In the fall, when the harmonizing influence of the sun is withdrawn, there begins a battle of the elements which continues until stilled by the hopeless frost of early night.

At this time, although field work was painful, the needs of our venture forced us to persistent action in the chase of walrus, seal, narwhal and white whale. We thus harvested food and fuel.

Before winter ice spread over the sea, ptarmigan, hare and reindeer were sought on land to supply the table during the long night with delicacies, while bear and fox pleased the palates of the Eskimos, and their pelts clothed all.

Many long journeys were undertaken to secure an important supply of grass to pad boots and mittens and also to secure moss, which serves as wick for the Eskimo lamp. During the months of September and October, along the entire Greenland coast, the Eskimos were engaged in a feverish quest for reserve supplies. Shortly after my arrival, word had been carried from village to village that I was at Annoatok, and, intending to make a dash for the "Big Nail," desired the help of the entire tribe. Intense and spontaneous activity followed. Knowing the demands of the North, and of such work as I planned, the natives, without specific instructions from me and with only a brief outline of the planned Polar campaign which was sent from village to village, immediately got busy gathering the needed things. They knew better than I where to go for certain game, and where certain desirable things were obtainable. This relieved me of a great responsibility. Each local group of natives was to perform some important duty, suited to its available resources, in gathering the tremendous amount of material required for our trip. Each village had its peculiar game advantages.

In some places foxes and hares, the skins of which were necessary for coats and stockings, were abundant, and the Eskimos must not only gather the greatest number possible, but prepare the skins and make them into properly fitting garments. In other places reindeer were plentiful. The skin of these was needed for sleeping bags, while the sinew was required for thread. In still other places seal was the luck of the chase; its skin was one of our most important needs. Of it boots were made, and an immense amount of line and lashings prepared.

Thus, in one way or another, every man and woman and most of the children of this tribe of two hundred and fifty people were kept busy in the service of the expedition. The work was well done, and with much better knowledge of the fitness of things than could have been possessed by any possible gathering of alien white men.

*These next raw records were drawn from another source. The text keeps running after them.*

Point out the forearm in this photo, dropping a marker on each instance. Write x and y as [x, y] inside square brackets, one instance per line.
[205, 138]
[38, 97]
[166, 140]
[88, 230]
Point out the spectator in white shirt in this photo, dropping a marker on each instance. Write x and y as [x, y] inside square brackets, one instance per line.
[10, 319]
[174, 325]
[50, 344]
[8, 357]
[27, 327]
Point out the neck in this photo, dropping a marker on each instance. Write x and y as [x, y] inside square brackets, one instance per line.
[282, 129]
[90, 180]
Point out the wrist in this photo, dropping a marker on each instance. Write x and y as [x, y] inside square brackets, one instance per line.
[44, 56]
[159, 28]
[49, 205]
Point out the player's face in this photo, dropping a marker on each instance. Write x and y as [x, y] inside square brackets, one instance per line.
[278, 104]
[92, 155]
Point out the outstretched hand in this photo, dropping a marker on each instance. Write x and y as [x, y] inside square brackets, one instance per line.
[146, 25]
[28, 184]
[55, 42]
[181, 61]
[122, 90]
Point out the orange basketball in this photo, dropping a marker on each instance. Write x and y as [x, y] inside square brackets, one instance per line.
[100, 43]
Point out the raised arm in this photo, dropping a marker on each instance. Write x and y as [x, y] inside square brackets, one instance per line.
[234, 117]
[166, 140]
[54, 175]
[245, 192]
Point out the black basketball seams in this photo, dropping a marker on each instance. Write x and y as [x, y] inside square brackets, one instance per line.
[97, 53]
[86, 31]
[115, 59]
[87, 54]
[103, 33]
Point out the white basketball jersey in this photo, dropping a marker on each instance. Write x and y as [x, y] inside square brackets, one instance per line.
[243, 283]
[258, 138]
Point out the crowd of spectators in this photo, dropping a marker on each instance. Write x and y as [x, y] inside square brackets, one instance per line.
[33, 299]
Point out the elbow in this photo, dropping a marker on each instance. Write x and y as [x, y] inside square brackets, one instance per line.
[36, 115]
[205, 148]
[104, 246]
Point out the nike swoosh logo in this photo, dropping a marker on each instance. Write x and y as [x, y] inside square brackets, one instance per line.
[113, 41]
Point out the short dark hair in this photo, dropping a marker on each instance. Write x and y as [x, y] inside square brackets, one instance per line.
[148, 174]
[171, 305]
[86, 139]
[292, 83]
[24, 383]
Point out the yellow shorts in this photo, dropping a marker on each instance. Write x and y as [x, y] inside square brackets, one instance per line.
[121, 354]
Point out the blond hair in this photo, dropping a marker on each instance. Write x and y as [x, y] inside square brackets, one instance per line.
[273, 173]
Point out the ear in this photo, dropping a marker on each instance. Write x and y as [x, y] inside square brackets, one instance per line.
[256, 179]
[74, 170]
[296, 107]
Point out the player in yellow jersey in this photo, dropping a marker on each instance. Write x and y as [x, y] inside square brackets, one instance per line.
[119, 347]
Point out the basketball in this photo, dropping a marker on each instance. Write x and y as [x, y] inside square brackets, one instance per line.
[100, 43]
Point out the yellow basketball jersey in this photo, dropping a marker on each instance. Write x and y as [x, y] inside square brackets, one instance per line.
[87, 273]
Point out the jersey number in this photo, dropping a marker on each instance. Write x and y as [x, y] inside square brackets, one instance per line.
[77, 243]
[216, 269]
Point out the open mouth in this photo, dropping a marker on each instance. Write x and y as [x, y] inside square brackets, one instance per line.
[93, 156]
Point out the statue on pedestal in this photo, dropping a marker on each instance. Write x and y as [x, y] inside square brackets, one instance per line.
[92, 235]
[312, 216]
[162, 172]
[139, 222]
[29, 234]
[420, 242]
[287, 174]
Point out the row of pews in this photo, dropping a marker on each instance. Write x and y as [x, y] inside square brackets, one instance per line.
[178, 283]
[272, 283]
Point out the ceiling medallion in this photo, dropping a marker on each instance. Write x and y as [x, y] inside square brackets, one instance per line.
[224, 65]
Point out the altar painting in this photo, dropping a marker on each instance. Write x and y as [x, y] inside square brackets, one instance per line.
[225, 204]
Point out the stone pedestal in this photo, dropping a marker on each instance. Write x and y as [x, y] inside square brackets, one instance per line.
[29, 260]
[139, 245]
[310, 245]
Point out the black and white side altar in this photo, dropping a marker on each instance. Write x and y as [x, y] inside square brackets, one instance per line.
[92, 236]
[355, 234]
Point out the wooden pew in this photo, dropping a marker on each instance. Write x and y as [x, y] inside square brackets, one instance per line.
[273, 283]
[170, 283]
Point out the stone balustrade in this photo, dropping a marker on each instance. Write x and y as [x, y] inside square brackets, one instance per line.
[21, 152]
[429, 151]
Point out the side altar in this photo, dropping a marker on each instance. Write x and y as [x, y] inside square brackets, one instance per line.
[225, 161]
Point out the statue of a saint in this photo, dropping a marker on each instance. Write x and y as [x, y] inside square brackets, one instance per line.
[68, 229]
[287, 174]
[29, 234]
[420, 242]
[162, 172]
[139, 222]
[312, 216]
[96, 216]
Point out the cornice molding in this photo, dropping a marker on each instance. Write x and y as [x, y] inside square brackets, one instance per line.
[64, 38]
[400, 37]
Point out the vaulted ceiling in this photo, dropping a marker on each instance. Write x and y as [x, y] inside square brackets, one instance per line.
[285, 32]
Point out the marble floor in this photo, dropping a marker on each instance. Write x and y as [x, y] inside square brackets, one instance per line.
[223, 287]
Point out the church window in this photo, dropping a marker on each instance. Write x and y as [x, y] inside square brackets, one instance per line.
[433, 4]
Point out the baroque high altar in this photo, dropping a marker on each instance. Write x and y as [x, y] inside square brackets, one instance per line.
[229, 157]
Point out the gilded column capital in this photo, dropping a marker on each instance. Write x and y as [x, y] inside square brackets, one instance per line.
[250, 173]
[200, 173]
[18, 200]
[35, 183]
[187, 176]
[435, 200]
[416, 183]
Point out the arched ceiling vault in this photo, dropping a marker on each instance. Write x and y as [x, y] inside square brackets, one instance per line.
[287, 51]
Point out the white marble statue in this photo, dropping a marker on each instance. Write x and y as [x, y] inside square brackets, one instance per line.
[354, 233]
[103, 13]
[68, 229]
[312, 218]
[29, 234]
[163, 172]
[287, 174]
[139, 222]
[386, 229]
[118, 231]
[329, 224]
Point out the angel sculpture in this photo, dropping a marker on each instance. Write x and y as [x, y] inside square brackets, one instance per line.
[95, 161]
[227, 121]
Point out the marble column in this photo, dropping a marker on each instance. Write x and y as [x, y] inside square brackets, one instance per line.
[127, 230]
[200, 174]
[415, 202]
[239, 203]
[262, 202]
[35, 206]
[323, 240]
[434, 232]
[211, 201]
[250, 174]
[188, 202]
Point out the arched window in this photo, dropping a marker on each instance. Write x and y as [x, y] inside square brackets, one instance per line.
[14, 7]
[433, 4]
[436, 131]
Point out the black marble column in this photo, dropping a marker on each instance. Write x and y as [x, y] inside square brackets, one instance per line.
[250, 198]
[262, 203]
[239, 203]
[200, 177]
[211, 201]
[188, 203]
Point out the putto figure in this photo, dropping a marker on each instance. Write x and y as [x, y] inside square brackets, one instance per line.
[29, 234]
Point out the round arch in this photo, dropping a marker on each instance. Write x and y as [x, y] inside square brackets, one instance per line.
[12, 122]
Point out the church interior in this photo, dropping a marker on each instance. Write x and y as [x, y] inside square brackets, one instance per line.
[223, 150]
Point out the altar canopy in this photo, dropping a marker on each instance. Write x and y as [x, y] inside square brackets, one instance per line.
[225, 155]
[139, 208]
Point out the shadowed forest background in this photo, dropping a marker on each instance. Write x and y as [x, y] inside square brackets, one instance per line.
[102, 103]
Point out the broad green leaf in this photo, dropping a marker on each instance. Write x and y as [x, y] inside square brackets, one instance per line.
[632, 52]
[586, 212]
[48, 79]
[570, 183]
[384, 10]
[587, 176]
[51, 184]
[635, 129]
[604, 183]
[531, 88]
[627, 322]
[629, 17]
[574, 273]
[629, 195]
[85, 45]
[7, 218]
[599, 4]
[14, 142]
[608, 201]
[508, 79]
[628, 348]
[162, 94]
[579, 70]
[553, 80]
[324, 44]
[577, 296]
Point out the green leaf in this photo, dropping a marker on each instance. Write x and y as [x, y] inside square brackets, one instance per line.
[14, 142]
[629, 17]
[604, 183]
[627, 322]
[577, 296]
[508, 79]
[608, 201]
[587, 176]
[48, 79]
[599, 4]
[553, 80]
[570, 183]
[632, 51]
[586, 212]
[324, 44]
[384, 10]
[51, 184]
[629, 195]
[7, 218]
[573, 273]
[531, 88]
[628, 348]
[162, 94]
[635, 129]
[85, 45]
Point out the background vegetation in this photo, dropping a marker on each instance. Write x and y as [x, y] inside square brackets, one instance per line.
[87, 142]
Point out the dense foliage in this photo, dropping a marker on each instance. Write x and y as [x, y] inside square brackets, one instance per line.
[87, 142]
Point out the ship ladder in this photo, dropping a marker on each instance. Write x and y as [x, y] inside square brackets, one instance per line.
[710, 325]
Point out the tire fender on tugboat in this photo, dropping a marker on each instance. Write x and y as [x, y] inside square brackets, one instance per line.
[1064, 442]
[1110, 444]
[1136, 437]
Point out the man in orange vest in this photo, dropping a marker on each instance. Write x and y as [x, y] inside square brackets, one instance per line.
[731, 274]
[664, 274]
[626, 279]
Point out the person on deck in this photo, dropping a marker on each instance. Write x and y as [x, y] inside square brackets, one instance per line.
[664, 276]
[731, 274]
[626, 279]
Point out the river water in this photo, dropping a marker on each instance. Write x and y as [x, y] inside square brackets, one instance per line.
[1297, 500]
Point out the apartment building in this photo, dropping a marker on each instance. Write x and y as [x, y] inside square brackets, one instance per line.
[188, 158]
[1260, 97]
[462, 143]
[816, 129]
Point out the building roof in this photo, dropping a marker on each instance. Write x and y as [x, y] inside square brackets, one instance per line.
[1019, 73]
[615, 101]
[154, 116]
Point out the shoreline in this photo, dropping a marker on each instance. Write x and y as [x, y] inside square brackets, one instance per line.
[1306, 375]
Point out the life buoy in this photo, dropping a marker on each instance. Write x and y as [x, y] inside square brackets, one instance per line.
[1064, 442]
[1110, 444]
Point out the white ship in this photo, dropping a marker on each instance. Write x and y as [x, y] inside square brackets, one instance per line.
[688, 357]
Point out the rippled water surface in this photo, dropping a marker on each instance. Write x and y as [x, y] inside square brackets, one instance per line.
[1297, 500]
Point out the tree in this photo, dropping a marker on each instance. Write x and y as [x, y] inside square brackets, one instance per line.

The quest of the walrus and the narwhal came in our own immediate plan of adventure, although the narwhal, called by whale fishers the unicorn, does not often come under the eye of the white man. It afforded for a brief spell good results in sport and useful material. Its blubber is the pride of every housekeeper, for it gives a long, hot flame to the lamp, with no smoke to spot the igloo finery. The skin is regarded as quite a delicacy. Cut into squares, it looks and tastes like scallops, with only a slight aroma of train oil. The meat dries easily, and is thus prized as an appetizer or as a lunch to be eaten en route in sled or kayak. In this shape it was an extremely useful thing for us, for it took the place of pemmican on our less urgent journeys.

Narwhals played in schools, far off shore, and usually along the edges of some large ice field, their long ivory tusks rising under spouts of breath and spray. Whenever this glad sight was noted, every kayak about camp was manned, and the skin canoes went flittering like birds over the water. Some of the Eskimos climbed to the ice fields and delivered their harpoons from a secure footing. Others hid behind floating fragments of heavy ice and made a sudden rush as the animals passed. Still others came up in the rear, for the narwhal cannot easily see backward, and does not often turn to watch its enemies, its speed being so fast that it can easily keep ahead of them.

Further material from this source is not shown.